In the Indian context, Karma-Yoga, detailed in The Bhagwat Gita, is the system of ethics and religion. The Bhagwat Gita, also known as the Song of God, is the most well-known piece of Indian religious literature and has had a lasting impact on Indian culture. It is a passage from the Mahabharata, an ancient Indian epic, written as a dialogue between Krishna and Arjuna, a legendary warrior, in response to Arjuna's expression of perplexity during a crucial fight. Karma Yoga ideology is founded on the fundamental beliefs of the Indian worldview.

What is Karma-Yoga?

The word "karma" derives from the Sanskrit root "Kri," which means "doing, affairs, or activity" and refers to all human activities, whether they are physical, verbal, or mental.
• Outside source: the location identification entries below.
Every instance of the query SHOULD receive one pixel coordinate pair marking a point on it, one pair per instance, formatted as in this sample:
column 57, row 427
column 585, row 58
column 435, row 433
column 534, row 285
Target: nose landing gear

The Sanskrit word Yuj, which means to unite, is the source of the word yoga. However, it is utilized in three ways in the Mahabharata: as a unique talent, tool, clever technique, or graceful means of carrying out tasks; as equability of attitude toward success or failure; and as the tool for removing the innate tendency of karma to cause bondage. The phrases "yoga" and "Karma-Yoga" are used interchangeably throughout the Gita because the latter two definitions discuss the connection between yoga and action.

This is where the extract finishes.